For building the prediction model g x , we used ordinary i. For the regression analysis, we used R scripts written by the first author. In the R scripts, we used the algorithm described by Rosipal and Trejo [ 42 ]. To determine the number of PLS components, we performed nested ten-fold cross-validation: we performed ten-fold cross-validation for determining the number of PLS components within each fold of the ten-fold cross-validation for evaluating the prediction accuracy.
We set the maximum number of PLS components to Using Eqs.
Quantitative shape analysis with weighted covariance estimates for increased statistical efficiency
Setting T as 1. To evaluate the accuracy of the genomic prediction of grain shape, we performed cross-validation for which we calculated the squared prediction error of grain shape of each accession as follows.
Integrating the displacement of x coordinates on a predicted contour from the corresponding x coordinates on an average contour in the l- th accession of a rice germplasm collection, we obtain the equations shown below. The integration of displacement in y coordinates of predicted and average contours in the l- th accession is calculable in the same way.

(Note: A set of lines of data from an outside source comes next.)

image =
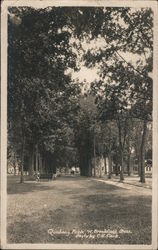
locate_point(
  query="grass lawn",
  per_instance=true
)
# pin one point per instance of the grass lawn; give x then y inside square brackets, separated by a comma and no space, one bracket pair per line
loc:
[77,210]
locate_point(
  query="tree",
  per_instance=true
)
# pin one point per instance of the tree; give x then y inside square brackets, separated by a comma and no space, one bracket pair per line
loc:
[39,91]
[126,31]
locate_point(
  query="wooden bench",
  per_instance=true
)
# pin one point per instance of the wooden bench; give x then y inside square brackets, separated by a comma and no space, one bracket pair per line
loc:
[46,176]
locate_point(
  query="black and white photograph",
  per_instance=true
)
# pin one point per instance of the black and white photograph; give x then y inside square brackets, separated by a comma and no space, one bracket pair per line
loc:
[79,125]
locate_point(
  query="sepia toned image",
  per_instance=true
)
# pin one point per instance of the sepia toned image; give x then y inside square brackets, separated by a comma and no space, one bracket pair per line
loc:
[79,153]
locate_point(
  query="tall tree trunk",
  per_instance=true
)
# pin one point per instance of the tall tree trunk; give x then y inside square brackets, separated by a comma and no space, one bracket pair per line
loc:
[94,157]
[36,157]
[142,152]
[31,165]
[110,166]
[22,160]
[129,164]
[122,166]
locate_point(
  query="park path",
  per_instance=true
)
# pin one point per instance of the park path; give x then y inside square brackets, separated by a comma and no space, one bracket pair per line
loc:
[77,203]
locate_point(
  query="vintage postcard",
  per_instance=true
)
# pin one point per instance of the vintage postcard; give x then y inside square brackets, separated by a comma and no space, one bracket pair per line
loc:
[79,124]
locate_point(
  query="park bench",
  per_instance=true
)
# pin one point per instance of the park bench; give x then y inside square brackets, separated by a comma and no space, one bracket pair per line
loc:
[46,176]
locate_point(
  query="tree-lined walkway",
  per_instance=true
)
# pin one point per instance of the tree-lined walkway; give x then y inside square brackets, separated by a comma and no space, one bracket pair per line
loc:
[77,210]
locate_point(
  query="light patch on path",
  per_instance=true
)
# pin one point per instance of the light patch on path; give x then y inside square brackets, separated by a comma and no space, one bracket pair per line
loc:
[133,188]
[118,184]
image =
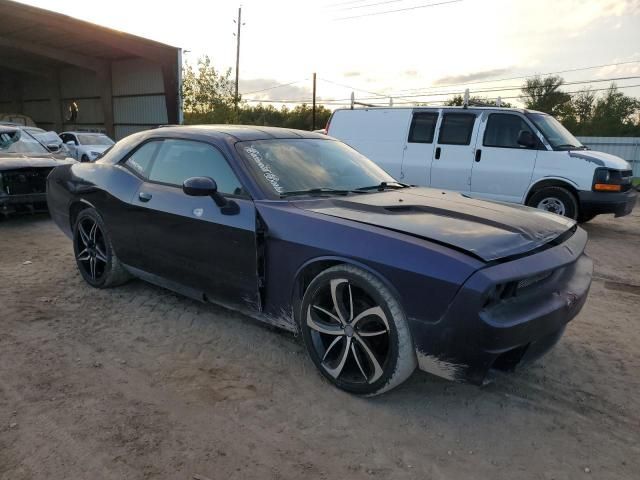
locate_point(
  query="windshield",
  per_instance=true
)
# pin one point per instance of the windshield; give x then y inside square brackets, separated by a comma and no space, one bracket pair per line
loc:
[295,165]
[26,144]
[94,139]
[559,137]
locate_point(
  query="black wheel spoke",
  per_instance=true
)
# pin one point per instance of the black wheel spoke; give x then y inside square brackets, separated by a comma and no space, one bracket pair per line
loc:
[377,369]
[83,256]
[349,331]
[100,255]
[84,236]
[321,326]
[92,266]
[342,359]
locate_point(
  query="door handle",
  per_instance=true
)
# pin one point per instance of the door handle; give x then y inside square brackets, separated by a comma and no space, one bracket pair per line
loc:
[144,196]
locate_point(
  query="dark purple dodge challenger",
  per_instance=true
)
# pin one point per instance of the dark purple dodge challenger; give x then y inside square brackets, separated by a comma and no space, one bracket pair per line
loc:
[301,231]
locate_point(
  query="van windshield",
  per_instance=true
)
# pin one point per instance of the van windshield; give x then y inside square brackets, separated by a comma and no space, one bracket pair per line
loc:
[559,137]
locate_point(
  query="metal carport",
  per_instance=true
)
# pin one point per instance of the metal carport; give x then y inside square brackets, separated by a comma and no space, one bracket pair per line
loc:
[119,82]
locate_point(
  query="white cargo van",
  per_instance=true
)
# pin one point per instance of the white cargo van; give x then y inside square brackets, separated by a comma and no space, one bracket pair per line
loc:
[504,154]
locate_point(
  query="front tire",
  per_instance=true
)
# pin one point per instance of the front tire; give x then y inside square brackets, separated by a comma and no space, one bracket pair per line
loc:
[356,332]
[94,253]
[556,200]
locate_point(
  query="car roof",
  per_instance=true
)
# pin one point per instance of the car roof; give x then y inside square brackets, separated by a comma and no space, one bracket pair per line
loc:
[237,132]
[85,133]
[439,107]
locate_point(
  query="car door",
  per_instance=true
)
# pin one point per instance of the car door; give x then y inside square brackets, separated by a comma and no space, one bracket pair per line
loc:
[502,169]
[187,239]
[453,155]
[418,151]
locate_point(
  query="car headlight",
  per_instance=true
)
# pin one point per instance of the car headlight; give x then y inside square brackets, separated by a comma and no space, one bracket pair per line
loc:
[608,180]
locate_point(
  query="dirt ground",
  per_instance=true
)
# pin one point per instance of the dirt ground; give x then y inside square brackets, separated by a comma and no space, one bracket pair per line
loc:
[137,382]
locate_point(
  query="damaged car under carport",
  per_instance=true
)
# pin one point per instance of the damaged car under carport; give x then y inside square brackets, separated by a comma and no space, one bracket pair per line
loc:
[301,231]
[24,166]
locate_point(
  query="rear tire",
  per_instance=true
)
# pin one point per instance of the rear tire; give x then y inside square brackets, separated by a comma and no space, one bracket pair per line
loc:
[95,256]
[356,332]
[557,200]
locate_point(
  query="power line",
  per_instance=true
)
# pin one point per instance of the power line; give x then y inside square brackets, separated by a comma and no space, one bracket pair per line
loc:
[275,86]
[399,10]
[540,95]
[504,89]
[513,78]
[352,88]
[343,102]
[345,3]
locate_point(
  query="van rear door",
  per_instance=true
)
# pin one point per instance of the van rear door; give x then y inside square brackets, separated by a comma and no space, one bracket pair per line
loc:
[418,151]
[453,155]
[502,169]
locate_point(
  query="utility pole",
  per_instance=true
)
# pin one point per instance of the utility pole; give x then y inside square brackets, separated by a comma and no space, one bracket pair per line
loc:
[237,98]
[313,116]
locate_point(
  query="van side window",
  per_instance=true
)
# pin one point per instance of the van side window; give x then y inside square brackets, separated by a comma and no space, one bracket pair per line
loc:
[423,127]
[456,128]
[503,130]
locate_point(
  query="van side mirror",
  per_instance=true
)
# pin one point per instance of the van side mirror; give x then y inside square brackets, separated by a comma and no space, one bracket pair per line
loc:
[207,187]
[526,139]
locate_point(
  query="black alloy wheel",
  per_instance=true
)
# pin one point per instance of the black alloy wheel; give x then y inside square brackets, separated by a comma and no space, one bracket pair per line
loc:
[355,331]
[95,257]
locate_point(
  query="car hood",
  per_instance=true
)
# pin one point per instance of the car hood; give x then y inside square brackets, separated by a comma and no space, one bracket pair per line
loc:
[601,159]
[487,230]
[14,161]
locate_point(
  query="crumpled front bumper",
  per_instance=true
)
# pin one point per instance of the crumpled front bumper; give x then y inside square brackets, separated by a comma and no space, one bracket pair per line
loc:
[480,332]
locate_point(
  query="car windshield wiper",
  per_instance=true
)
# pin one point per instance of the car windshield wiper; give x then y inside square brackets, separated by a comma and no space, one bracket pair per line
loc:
[315,191]
[381,187]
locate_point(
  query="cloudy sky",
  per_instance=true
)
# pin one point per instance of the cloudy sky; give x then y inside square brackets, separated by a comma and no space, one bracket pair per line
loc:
[380,48]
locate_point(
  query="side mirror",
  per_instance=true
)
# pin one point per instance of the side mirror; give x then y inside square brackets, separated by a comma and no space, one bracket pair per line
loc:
[207,187]
[526,139]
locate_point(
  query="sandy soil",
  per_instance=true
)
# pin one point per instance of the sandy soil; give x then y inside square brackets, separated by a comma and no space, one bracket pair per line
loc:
[137,382]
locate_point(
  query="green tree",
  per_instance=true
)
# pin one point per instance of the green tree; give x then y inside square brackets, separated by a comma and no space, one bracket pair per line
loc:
[614,114]
[458,101]
[206,92]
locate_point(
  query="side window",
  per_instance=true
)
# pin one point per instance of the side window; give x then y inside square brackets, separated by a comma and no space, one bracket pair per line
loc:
[140,160]
[423,125]
[456,128]
[503,129]
[178,160]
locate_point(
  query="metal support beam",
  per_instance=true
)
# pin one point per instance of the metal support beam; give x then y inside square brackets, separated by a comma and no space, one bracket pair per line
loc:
[106,94]
[56,102]
[78,60]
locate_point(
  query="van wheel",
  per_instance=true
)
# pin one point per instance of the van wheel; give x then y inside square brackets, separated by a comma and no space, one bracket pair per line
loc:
[556,200]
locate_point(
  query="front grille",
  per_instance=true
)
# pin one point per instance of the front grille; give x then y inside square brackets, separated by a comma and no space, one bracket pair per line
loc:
[25,181]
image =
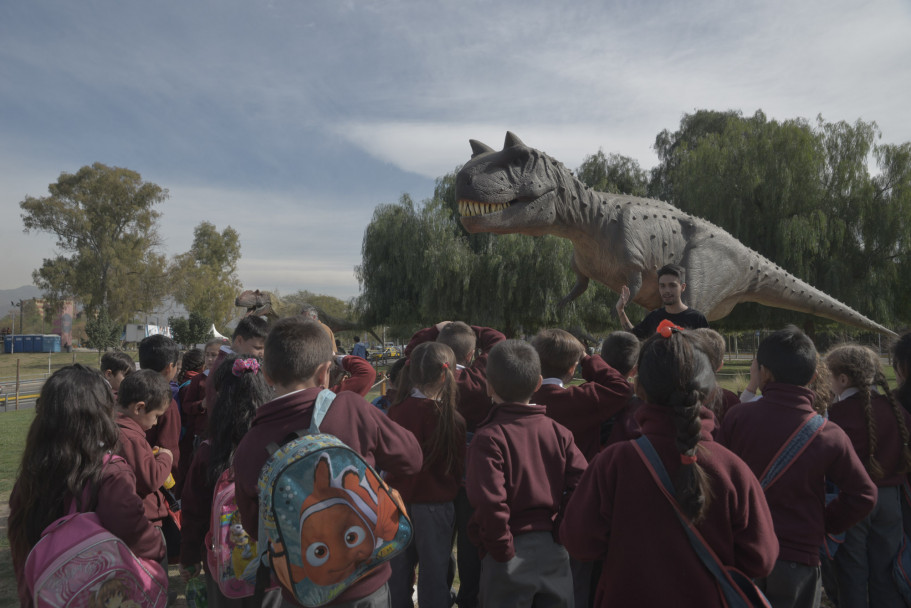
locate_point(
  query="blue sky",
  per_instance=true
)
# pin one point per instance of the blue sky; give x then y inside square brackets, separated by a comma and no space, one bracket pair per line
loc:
[290,120]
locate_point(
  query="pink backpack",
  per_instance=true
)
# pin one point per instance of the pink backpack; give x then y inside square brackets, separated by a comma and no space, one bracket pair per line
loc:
[231,554]
[78,563]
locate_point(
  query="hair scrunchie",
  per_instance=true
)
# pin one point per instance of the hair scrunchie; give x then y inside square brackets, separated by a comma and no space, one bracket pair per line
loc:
[242,366]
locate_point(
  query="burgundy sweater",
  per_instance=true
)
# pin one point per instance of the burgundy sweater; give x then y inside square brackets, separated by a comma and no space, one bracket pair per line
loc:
[849,415]
[618,514]
[474,403]
[433,484]
[381,442]
[522,467]
[151,470]
[755,431]
[583,408]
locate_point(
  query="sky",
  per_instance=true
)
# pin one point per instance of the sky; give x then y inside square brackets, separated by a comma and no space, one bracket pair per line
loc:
[291,120]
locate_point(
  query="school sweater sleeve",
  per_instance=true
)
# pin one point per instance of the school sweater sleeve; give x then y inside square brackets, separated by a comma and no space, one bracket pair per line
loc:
[486,488]
[120,510]
[362,376]
[857,492]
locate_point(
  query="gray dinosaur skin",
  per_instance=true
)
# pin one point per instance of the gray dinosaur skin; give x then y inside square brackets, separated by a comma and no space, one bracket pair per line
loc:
[623,240]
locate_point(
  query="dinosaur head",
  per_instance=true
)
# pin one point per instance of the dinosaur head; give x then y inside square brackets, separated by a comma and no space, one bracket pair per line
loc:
[511,190]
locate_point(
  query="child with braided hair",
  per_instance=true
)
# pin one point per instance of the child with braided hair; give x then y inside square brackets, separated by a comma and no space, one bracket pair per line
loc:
[878,428]
[618,512]
[428,408]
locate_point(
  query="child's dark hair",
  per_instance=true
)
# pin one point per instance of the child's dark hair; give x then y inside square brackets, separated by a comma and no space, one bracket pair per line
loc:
[147,386]
[558,351]
[901,362]
[193,361]
[513,370]
[295,348]
[789,355]
[863,369]
[239,395]
[620,350]
[72,430]
[675,374]
[460,338]
[251,327]
[428,363]
[117,361]
[157,352]
[673,270]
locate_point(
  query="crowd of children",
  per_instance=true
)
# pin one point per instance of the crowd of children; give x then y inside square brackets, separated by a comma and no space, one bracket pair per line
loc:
[640,486]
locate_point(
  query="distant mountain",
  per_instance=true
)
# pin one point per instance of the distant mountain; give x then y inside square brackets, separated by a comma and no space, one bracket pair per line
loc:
[26,292]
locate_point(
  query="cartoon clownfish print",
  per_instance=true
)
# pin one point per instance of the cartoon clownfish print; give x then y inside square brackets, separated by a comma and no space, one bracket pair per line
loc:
[342,522]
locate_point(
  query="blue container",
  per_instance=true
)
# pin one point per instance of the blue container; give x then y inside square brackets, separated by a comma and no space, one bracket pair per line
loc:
[50,343]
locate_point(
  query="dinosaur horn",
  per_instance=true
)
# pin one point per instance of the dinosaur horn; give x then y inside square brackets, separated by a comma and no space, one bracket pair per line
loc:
[478,148]
[512,140]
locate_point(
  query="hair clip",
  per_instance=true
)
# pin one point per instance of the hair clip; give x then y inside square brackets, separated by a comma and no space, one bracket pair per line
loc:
[666,328]
[244,365]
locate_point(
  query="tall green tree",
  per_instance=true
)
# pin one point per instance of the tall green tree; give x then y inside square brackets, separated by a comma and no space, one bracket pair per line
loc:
[204,279]
[107,233]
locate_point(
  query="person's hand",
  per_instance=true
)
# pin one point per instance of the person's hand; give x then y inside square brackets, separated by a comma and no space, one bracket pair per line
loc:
[624,299]
[753,386]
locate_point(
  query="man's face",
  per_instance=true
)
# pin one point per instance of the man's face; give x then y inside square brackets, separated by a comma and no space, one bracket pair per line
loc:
[670,288]
[253,347]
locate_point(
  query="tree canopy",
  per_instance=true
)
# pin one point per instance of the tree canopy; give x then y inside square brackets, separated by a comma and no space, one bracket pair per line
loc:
[107,234]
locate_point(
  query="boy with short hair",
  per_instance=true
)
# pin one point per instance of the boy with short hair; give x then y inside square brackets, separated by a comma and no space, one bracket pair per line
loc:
[143,398]
[757,430]
[522,468]
[297,358]
[115,365]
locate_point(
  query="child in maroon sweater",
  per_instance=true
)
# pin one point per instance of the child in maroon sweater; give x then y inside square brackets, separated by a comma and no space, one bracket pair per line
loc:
[143,398]
[522,467]
[878,428]
[429,411]
[618,512]
[757,430]
[297,358]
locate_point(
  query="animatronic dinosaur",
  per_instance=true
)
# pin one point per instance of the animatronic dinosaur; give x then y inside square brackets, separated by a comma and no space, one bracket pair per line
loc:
[622,240]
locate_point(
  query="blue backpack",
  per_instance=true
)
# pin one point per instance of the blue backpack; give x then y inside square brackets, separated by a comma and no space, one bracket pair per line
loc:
[327,516]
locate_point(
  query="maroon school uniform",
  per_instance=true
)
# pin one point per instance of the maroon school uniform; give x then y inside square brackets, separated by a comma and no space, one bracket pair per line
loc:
[474,403]
[361,376]
[849,415]
[756,430]
[119,510]
[151,470]
[381,442]
[619,514]
[196,508]
[166,434]
[434,484]
[522,467]
[582,409]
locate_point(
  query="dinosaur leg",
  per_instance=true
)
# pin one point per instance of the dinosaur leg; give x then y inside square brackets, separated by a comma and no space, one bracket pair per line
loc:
[578,289]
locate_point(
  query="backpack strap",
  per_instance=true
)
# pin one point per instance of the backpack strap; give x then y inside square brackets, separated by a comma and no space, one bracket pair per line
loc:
[732,594]
[792,448]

Consequently, we can calculate the squared prediction error of grain shape of the l- th accession as the integration of displacement in both coordinates, as. The accuracy of predicted grain shapes was then measured as 3 where , , , and respectively denote the means of , , , and over all accessions. The Q 2 represents the proportion of the variations explained by the prediction to the total variations in contour coordinates i. As described in the previous subsection, we set the value of T as 1. To evaluate the prediction accuracy based on the squared prediction error of grain shape of each accession and the Q 2 statistic, we conducted cross-validation of two types: leave-one-out cross-validation and ten-fold cross-validation.
To evaluate the variation attributable to random splits of samples in the ten-fold cross-validation, we repeated ten-fold cross-validation 10 times on different splits of samples.